しかしさらに雛形のように単体テストを読むために、異常系を見てみましょう。
context '新規登録がうまくいかないとき' do #異常系
it "nicknameが空だと登録できない" do
@user.nickname = "" # nicknameの値を空にする
@user.valid? #バリデーションを確認する
# binding.pry エラーメッセージを確認したかったらデバックする
expect(@user.errors.full_messages).to include("Nickname can't be blank") #ここはセット
end
end
異常系のテストでは、以下のようにパターンがあります。
順番 | コード | 説明 |
---|---|---|
① | it "nicknameが空だと登録できない" do |
テストの説明またはタイトル |
② | @user.nickname = "" |
異常系データを作成(nicknameを空に設定) |
③ | @user.valid? |
ユーザーモデルのバリデーションを通過するか確認 |
④ | expect(@user.errors.full_messages).to include("Nickname can't be blank") |
返されたエラーメッセージが期待通りか確認 |
⑤ | end |
①の do に対する終了ブロック |
大体は上記のパターンで構成されているだけです。
補足
expect(@user.errors.full_messages).to include("Nickname can't be blank")
上記コードを分解すると
キーワード | 説明 |
---|---|
full_messages |
バリデーションエラーの完全なメッセージを配列として取得します。フィールド名(今回の場合は'Nickname')とエラーメッセージ(今回の場合は'can't be blank)を組み合わせた文を返します。 |
include |
期待する文字列が配列内に存在するかどうかをチェックします。
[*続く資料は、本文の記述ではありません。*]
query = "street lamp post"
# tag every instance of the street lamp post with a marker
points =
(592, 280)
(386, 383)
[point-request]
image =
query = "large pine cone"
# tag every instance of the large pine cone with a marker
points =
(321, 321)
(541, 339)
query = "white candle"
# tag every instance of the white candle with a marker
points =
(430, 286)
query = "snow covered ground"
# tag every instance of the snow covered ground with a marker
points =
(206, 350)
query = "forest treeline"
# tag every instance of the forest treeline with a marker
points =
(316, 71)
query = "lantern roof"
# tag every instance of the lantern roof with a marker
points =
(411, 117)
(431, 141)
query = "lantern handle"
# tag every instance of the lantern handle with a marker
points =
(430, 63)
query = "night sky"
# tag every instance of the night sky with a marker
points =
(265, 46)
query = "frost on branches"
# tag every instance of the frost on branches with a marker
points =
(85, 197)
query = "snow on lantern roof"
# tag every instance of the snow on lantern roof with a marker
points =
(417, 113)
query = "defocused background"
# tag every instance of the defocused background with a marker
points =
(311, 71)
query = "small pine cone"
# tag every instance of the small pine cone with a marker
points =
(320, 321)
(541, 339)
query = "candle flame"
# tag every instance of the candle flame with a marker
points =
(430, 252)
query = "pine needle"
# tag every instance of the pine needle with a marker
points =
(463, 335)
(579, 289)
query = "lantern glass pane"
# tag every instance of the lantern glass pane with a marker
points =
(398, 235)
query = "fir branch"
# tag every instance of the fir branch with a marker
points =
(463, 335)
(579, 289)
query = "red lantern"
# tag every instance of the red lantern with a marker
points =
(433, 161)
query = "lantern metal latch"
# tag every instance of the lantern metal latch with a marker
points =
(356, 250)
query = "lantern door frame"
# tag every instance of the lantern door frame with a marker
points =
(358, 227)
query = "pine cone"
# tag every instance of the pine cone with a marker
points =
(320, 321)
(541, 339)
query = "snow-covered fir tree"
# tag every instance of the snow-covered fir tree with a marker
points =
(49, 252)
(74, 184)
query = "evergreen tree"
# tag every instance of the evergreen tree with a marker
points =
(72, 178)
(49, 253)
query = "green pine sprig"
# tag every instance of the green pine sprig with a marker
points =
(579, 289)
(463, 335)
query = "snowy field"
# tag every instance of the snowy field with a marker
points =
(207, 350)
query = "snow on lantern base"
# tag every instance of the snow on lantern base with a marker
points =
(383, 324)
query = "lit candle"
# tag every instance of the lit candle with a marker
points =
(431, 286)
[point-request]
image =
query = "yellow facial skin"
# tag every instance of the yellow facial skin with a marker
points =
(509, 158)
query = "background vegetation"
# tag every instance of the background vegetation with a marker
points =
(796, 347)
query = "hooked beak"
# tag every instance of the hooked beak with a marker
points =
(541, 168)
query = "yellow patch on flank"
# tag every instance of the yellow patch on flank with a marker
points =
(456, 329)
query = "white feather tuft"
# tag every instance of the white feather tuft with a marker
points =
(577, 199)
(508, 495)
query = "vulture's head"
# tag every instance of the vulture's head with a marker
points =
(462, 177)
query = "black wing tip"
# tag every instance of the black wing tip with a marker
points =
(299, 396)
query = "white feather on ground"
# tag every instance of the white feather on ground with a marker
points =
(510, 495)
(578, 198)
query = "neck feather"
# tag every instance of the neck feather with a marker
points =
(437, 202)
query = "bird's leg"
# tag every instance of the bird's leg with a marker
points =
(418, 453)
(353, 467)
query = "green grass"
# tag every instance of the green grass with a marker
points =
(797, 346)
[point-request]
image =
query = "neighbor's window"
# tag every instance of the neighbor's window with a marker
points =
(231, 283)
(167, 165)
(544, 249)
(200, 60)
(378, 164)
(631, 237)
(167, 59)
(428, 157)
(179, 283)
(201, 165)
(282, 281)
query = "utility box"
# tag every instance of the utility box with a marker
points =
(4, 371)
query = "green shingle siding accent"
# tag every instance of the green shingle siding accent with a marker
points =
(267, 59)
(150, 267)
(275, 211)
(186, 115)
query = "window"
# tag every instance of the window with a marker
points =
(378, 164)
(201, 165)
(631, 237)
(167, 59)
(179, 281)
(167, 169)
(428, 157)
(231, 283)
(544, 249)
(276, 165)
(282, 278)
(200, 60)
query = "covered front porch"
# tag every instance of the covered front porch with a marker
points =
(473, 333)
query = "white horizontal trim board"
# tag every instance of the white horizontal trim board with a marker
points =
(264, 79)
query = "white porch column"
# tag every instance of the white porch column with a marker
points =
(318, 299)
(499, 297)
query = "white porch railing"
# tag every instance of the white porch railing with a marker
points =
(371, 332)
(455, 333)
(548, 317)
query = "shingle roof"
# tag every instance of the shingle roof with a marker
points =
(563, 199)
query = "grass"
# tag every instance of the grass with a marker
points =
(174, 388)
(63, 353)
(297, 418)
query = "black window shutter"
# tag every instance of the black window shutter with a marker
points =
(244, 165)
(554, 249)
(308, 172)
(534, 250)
この場合、特定のエラーメッセージが含まれているかを検証します。 |
というふうに説明できますが、「expect
からcan't be blank
まで、まるッとセット」と覚えてただいて、一旦は構いません。
補足&振り返り(can't be blankはどこから来てる?)
前述でモデルファイルのバリデーションからだと解説しました。
app/models/user.rbvalidates :nickname, presence: true
上記は「ニックネームが必須」というバリデーションになります。
バリデーション エラーメッセージ presence: true can't be blank
しかし、これだと「can't be blank」以外が分かりません。
そこでテストコード内にbinding.pry
を用いることで、エラーメッセージを知ることができます。
describe 'ユーザー新規登録' do
it "nicknameが空だと登録できない" do
user = User.new(nickname: "", email: "kkk@gmail.com", password: "00000000", password_confirmation: "00000000")
user.valid?
binding.pry # ここで止める
end
そしてターミナル上で、テストを実行します。
% bundle exec rspec spec/models/user_spec.rb
[1] pry(main)> user.errors # 入力する
=> #<ActiveModel::Errors:0x00007fca8d0c5cd8
@base=#<User id: nil, email: "kkk@gmail.com", created_at: nil, updated_at: nil, nickname: "">,
@details={:nickname=>[{:error=>:blank}]},
@messages={:nickname=>["can't be blank"]}>
[2] pry(main)> user.errors.full_messages # 入力する
=> ["Nickname can't be blank"] # エラー文が分かる
このように、エラーメッセージを知る方法もあります。
(このやり方のほうが正式)
最後に
以上でテストコードについて理解してきました。
テストコードの学習はビューファイルに変化があるわけでなく、同じようなコードをずっと書いて「つまらない」と感じるかもしれませんが、webエンジニアになるためには絶対に避けて通れない道です。
アプリをリリースできるのも、テストがあってこそです。
構造、パターンを掴めばカンタンなので、学習頑張っていきましょう。